Vitelline follicles medullary, arranged in two lateral bands near margins of proglottids, occupying porally 88– 96% (x = 94%, n = 6) and aporally 90–98% (x = 95%, n = 6) of proglottid length; poral band interrupted at level of terminal genitalia (cirrus-sac and vagina) ( Fig. 1 View FIGURES 1–4 ).

Primordium of uterine stem medullary; present in immature proglottids. Development of uterus of type 1 according to de Chambrier et al. (2004): in immature proglottids, uterine stem straight, not reaching anterior margin, occupying most of length of proglottid but never crossing ovarian isthmus, formed by wide longitudinal band of chromophilic cells situated along midline of proglottids. In pregravid proglottids, uterus occupying up to 20% of proglottid width, with 29–32 thin-walled lateral diverticula on each side, with chromophilic cells at tips ( Fig. 1 View FIGURES 1–4 ). In gravid proglottids, diverticula occupying up to 84% of proglottid width.

Eggs in clusters of 9– 14 eggs (x = 12, n = 6; 13– 15 eggs according to the original description; Figs. 3, 4 View FIGURES 1–4 ); Clusters 80–95 in diameter; eggs (measured in whole mount and cross sections) with bi-layered embryophore, external layer 30–35 in diameter, internal layer 20–25 in diameter, oncosphere spherical, 12–13 in diameter, with 6 embryonic hooks about 5–7 long.

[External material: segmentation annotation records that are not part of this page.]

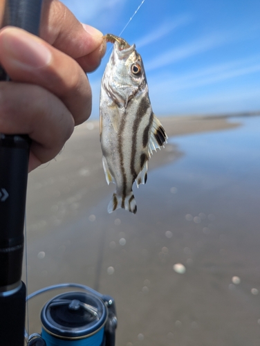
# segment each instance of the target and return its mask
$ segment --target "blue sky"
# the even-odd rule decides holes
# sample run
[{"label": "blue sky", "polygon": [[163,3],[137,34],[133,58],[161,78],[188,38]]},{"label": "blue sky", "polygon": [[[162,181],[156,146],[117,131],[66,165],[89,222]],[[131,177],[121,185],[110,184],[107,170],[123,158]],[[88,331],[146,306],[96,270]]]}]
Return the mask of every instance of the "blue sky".
[{"label": "blue sky", "polygon": [[[118,35],[141,0],[62,2],[80,21]],[[145,0],[122,37],[142,57],[154,113],[260,110],[259,13],[259,0]],[[89,75],[93,118],[110,53]]]}]

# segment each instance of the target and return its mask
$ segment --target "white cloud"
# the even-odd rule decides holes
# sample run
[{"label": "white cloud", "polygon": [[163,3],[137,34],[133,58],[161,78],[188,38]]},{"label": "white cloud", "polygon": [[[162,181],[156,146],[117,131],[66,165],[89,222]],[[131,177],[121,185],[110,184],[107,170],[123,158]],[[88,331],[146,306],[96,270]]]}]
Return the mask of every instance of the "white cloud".
[{"label": "white cloud", "polygon": [[115,12],[120,13],[120,8],[127,0],[62,0],[62,2],[66,6],[75,17],[81,21],[88,22],[106,15],[107,21],[113,20],[111,15]]},{"label": "white cloud", "polygon": [[149,84],[156,85],[157,90],[170,88],[171,91],[174,91],[212,84],[259,71],[260,55],[257,55],[213,65],[180,75],[168,73],[167,76],[160,78],[161,82],[158,82],[158,75],[154,76]]},{"label": "white cloud", "polygon": [[140,47],[150,44],[163,37],[178,27],[187,24],[190,22],[190,16],[185,15],[174,19],[173,21],[165,21],[160,26],[156,28],[154,30],[141,38],[139,41],[137,41],[136,42],[136,46],[140,49]]},{"label": "white cloud", "polygon": [[212,34],[192,42],[174,48],[149,61],[145,65],[145,70],[150,71],[162,67],[176,61],[189,57],[200,53],[214,48],[227,43],[230,40],[228,35],[223,34]]}]

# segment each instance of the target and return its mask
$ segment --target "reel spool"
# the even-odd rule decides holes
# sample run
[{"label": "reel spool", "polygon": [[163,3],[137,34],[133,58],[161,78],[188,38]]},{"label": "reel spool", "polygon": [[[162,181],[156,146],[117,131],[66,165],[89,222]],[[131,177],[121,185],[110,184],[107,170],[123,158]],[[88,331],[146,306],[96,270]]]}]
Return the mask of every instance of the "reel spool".
[{"label": "reel spool", "polygon": [[41,313],[41,334],[32,334],[28,346],[114,346],[117,318],[113,299],[76,284],[38,292],[64,285],[88,289],[66,292],[49,300]]}]

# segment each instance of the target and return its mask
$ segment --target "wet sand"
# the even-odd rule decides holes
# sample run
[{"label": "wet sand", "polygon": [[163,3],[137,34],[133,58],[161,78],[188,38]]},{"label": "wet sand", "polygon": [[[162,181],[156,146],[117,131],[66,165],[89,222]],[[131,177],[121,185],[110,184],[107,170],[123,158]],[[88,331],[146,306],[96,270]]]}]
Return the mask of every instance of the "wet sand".
[{"label": "wet sand", "polygon": [[[30,174],[28,291],[74,282],[112,295],[118,346],[259,346],[259,168],[234,173],[228,143],[207,167],[211,136],[222,145],[243,127],[223,117],[160,120],[172,138],[134,189],[136,215],[106,212],[114,186],[105,181],[98,122],[77,128],[55,161]],[[185,273],[174,271],[178,263]],[[30,304],[30,333],[53,295]]]}]

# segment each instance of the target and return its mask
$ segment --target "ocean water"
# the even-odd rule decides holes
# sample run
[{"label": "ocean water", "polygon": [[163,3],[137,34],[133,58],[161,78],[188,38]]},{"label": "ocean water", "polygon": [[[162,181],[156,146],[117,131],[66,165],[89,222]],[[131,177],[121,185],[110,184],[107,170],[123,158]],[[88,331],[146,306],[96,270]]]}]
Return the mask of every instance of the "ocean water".
[{"label": "ocean water", "polygon": [[[103,181],[107,196],[89,204],[88,176],[64,176],[72,158],[45,185],[36,172],[29,291],[74,282],[109,294],[117,346],[259,346],[260,117],[229,121],[241,125],[169,138],[181,154],[134,188],[136,215],[107,213],[113,187]],[[31,332],[46,299],[30,303]]]}]

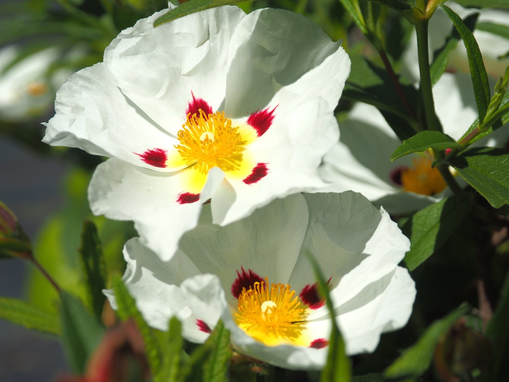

Remarks. This species was described as Crepidobothrium amphiboluri by Nybelin (1917) based on incomplete specimens, none of which possessed the scolex. For this reason, considered A. amphiboluri (as Ophiotaenia amphiboluri ) as a species inquirenda. Even though the original description of A. amphiboluri was incomplete and no data on scolex morphology are available, a study of the type material of A. amphiboluri has shown that this species is valid. It has never been found since its original description and can be distinguished from congeners in Australia by the following morphological characteristics: 9– 14 eggs in a cluster, 127–152 testes, posterior position of the genital pore (62–73% of the length of proglottid), a high ratio of the surface of the ovarian surface to the surface of the proglottid (6.8%), short cirrus-sac, a small, ring-like vaginal sphincter, and a relatively small Mehlis’ gland (ratio of its width to the proglottid width only 4–5%). Only eggs in whole mounts could be studied and thus the structure of their embryophore could not be observed in sufficient detail to detect the presence of two or three layers.

In 2001 and 2003, five Pogona barbata from the type locality (Tamborine Mountain) were examined by one of the present authors (A. C.), but no proteocephalidean cestodes were found. Therefore, new material for redescription and DNA sequencing was not available.